“Working with our community partners, we have formulated a vision for an exciting and transformational project that will help shape our organization’s future for the next 20 years, and allow us to have a more significant impact on kids in our community.” – Joel Brennan

The winning robot from Team 1675, aka the “Ultimate Protection Squad,” kicked off the annual president’s breakfast on April 24 by delivering speech notes to Joel Brennan, Discovery World’s CEO and President. Brennan introduced the students from Rufus King International High School, who recently won the FIRST Robotics competition and qualified for the World Championships in St. Louis.

“FIRST Robotics is an organization that has students from all ages involved in science and engineering, and in my opinion it is one of the greatest things we can do for a child,” said senior and Team 1675 member Fiona Odum. “Before I joined, I had this idea that it was all about robots. But then I was given a family who could show me things that I never thought I’d be able to do.”

Team 1675 needed an extra thousand dollars to make the St. Louis trip for the April 26 competition, and made a pitch for funding from the audience in the hope of getting enough contributions during the breakfast. The team’s efforts were supported by Discovery World staff and exhibit partner Rockwell Automation.

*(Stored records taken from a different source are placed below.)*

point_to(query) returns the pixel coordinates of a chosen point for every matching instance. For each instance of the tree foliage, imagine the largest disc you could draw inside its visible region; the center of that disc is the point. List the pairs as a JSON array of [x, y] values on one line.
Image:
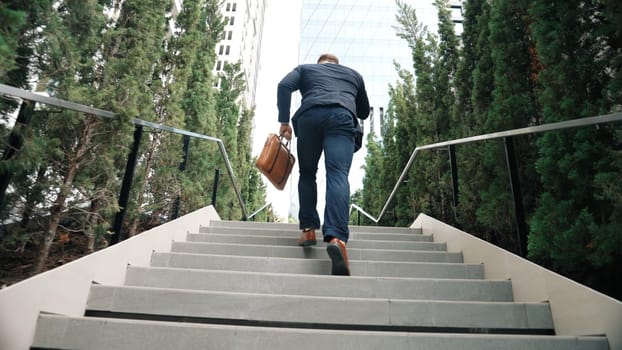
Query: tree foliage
[[119, 56], [519, 63]]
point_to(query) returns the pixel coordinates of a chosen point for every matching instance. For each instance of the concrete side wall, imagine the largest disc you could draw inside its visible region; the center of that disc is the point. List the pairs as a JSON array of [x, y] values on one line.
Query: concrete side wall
[[577, 309], [64, 290]]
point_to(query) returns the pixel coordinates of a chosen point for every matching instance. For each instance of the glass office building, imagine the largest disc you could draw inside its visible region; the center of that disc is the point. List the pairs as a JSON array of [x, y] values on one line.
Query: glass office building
[[362, 34]]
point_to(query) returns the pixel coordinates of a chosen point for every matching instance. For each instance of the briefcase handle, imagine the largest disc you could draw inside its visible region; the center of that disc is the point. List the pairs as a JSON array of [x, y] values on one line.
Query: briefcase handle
[[286, 143]]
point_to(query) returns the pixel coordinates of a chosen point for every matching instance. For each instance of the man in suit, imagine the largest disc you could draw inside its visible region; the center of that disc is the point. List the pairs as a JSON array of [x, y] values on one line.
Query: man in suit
[[333, 96]]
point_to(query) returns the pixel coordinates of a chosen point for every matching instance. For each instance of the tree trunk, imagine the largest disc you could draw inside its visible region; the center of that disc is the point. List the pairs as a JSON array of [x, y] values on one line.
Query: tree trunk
[[56, 212], [141, 192]]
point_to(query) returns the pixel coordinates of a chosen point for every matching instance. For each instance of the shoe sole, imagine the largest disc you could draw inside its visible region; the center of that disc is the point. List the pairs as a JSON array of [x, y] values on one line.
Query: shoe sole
[[339, 264], [307, 243]]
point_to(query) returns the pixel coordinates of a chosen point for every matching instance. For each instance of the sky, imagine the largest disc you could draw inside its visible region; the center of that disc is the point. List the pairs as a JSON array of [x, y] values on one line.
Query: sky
[[279, 55]]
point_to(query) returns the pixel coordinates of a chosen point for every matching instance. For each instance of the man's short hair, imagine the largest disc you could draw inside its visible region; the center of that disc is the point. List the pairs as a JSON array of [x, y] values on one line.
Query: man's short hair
[[328, 57]]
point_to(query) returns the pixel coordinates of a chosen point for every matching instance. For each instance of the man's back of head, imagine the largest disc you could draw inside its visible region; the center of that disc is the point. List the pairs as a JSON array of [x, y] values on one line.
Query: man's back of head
[[328, 58]]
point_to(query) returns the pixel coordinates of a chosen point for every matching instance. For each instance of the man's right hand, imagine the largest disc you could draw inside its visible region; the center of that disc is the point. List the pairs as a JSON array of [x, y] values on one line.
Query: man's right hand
[[286, 131]]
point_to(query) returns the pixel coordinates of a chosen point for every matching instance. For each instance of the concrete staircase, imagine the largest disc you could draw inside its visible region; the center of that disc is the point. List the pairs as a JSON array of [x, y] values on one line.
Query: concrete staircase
[[240, 285]]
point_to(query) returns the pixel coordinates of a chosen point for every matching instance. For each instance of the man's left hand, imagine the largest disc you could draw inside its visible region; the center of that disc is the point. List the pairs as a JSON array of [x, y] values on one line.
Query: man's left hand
[[286, 131]]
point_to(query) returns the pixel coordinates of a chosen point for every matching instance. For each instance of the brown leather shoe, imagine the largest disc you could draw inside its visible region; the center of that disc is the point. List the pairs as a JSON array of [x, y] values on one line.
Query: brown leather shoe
[[336, 249], [307, 238]]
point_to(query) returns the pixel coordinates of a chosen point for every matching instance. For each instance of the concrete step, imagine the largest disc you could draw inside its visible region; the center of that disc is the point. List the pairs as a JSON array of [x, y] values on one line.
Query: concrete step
[[313, 285], [317, 266], [291, 241], [395, 235], [313, 252], [59, 332], [350, 313], [270, 226]]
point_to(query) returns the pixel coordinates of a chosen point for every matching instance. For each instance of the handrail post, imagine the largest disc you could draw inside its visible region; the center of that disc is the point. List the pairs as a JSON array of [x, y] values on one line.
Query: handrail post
[[126, 186], [519, 213], [16, 141], [215, 187], [182, 168], [454, 174]]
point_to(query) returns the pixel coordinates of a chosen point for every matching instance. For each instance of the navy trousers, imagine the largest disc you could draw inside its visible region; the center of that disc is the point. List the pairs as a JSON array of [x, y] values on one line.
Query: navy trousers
[[327, 129]]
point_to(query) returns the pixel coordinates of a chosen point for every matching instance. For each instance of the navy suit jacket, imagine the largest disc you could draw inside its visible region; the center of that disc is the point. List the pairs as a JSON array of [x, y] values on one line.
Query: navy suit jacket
[[323, 85]]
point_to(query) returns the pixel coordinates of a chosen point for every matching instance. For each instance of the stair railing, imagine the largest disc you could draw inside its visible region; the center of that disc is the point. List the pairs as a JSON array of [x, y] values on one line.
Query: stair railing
[[507, 136], [31, 98]]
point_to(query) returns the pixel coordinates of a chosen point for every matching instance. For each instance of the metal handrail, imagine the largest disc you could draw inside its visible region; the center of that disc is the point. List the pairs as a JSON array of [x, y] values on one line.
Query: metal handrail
[[7, 90], [601, 119]]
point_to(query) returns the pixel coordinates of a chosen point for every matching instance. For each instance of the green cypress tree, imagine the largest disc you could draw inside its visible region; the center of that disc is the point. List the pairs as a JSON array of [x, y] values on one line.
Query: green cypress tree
[[12, 21], [473, 90], [403, 106], [427, 187], [200, 108], [228, 107], [513, 106], [576, 226], [373, 188]]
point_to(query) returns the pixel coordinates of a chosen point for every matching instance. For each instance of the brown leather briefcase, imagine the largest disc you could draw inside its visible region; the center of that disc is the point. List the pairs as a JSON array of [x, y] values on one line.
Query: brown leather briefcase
[[276, 161]]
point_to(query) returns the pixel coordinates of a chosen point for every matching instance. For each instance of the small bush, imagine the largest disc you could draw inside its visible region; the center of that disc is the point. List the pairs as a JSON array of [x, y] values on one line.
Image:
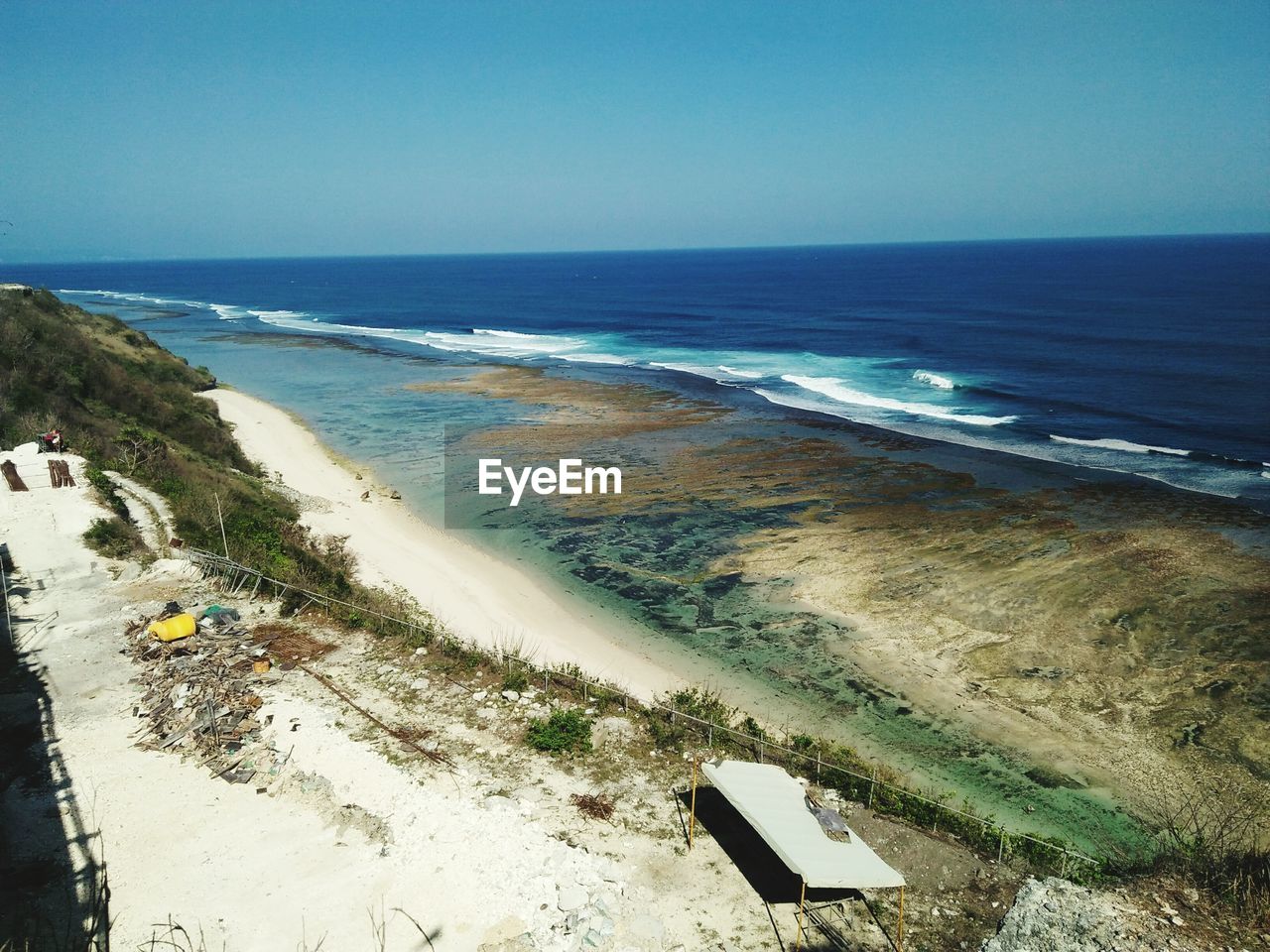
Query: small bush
[[564, 731], [113, 538], [516, 679]]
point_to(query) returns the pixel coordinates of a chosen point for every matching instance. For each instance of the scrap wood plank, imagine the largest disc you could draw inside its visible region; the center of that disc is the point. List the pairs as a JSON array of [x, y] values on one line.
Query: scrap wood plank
[[60, 474], [12, 477]]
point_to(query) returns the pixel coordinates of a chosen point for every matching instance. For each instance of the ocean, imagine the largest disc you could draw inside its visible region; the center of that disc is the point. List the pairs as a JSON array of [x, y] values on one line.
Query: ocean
[[1133, 356], [1146, 356]]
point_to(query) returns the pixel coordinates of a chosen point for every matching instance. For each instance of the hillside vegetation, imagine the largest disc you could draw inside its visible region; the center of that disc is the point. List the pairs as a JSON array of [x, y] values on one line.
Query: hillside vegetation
[[127, 404]]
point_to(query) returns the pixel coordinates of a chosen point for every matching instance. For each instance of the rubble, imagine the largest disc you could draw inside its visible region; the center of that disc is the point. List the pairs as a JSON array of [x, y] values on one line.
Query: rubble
[[1056, 914], [199, 694]]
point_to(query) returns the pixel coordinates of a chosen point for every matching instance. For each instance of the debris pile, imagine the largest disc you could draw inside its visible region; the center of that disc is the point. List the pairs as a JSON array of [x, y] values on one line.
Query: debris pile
[[199, 693]]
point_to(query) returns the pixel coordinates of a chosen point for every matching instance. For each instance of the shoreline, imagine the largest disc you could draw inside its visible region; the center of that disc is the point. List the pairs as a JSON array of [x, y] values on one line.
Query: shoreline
[[395, 546], [474, 594]]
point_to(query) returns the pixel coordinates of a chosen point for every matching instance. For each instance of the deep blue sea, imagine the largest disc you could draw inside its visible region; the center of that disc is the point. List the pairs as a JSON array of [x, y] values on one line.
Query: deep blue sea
[[1147, 356]]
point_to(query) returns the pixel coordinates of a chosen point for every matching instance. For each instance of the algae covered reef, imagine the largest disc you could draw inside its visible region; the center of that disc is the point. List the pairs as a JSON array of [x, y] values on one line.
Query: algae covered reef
[[1049, 648]]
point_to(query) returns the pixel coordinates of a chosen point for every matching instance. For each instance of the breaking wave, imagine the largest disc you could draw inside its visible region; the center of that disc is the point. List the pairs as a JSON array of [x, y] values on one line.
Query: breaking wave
[[1119, 444], [935, 380], [835, 390]]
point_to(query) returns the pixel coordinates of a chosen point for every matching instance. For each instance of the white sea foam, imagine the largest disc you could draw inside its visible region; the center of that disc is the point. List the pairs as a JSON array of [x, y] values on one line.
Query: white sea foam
[[507, 334], [735, 372], [1118, 444], [694, 368], [597, 358], [835, 390], [935, 380]]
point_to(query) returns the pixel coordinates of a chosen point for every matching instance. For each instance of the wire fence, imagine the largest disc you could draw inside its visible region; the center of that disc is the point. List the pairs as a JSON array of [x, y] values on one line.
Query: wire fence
[[983, 834]]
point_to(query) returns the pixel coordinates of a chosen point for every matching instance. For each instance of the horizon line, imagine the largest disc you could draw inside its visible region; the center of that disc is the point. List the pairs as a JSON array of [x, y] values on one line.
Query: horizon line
[[630, 250]]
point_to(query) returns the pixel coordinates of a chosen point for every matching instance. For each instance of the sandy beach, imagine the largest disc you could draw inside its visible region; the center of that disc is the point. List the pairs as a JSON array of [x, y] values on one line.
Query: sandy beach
[[475, 595]]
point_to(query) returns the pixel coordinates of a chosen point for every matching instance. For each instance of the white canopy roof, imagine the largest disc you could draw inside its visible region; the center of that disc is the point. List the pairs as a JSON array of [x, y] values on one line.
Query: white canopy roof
[[775, 805]]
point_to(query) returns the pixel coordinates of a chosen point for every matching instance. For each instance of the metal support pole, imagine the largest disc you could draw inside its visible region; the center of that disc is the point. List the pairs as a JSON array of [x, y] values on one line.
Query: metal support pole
[[693, 803], [899, 934], [802, 902], [221, 521]]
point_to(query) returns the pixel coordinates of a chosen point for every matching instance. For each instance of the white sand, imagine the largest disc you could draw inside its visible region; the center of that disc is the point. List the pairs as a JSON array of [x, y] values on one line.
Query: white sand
[[474, 594]]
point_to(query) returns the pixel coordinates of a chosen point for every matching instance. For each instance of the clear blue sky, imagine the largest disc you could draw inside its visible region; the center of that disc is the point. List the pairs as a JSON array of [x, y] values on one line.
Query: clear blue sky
[[143, 130]]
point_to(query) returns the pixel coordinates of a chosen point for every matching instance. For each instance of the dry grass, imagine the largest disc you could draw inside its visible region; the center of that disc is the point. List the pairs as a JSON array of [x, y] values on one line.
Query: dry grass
[[597, 806], [290, 644]]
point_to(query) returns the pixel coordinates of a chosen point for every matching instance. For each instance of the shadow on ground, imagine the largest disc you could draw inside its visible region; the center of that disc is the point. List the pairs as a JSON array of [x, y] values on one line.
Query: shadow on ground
[[56, 893], [767, 875]]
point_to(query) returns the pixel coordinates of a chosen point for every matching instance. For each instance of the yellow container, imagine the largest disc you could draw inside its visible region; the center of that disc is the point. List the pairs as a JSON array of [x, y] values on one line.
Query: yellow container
[[180, 626]]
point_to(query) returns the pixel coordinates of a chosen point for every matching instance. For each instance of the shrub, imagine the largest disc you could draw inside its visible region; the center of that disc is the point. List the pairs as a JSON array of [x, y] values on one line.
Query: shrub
[[516, 679], [113, 537], [564, 731]]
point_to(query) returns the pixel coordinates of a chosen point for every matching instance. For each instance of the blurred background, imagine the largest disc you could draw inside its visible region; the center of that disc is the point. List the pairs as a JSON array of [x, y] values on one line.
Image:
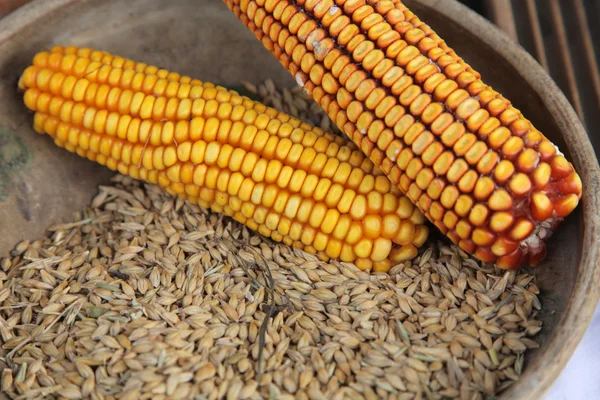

Discovery World has existed in some fashion for about 35 years. Initially known as the Science, Economics, and Technology Center, its home progressed over time from an old Boys and Girls Club near Brady Street to a space at the Milwaukee Public Museum. In 2007 it moved to the current and purpose built location along the Lakefront.

“Over the course of the last 10 years, we spent a significant amount of time getting ourselves to a sustainable future by doing things like paying off capital debt,” said Brennan. “Now we are able to think about making a significant investment that will hopefully springboard into what the next twenty five years look like.”

When fully functional, the changes will add more than 20,000 square feet of additional public space for exhibits and student programming, doubling the amount that Discovery World has dedicated to the public in its Technology Building. The increased access will allow the service of up to 100,000 more visitors every year.

Along with the additional teaching space, food logistics was being addressed in the expansion. As demand has grown to have more student education programs for STEM (Science, technology, engineering and mathematics), so has the need for enough cafeteria room to serve meals. When Discover World originally opened, the dining space it had was already inadequate. The last couple years have shown the need for an improved condition, and the floor plan for a new cafeteria was shown during the presentation.

“If we can light that spark, and we can be engaged in a classroom, students can go back to their suburban school district and get involved in the FIRST robotics team, some form of science, or think about how they connect their future job and fresh water science,” said Brennan. “And so as we continue to move forward, we want to make sure that we were looking at how we provide the most value in the community.”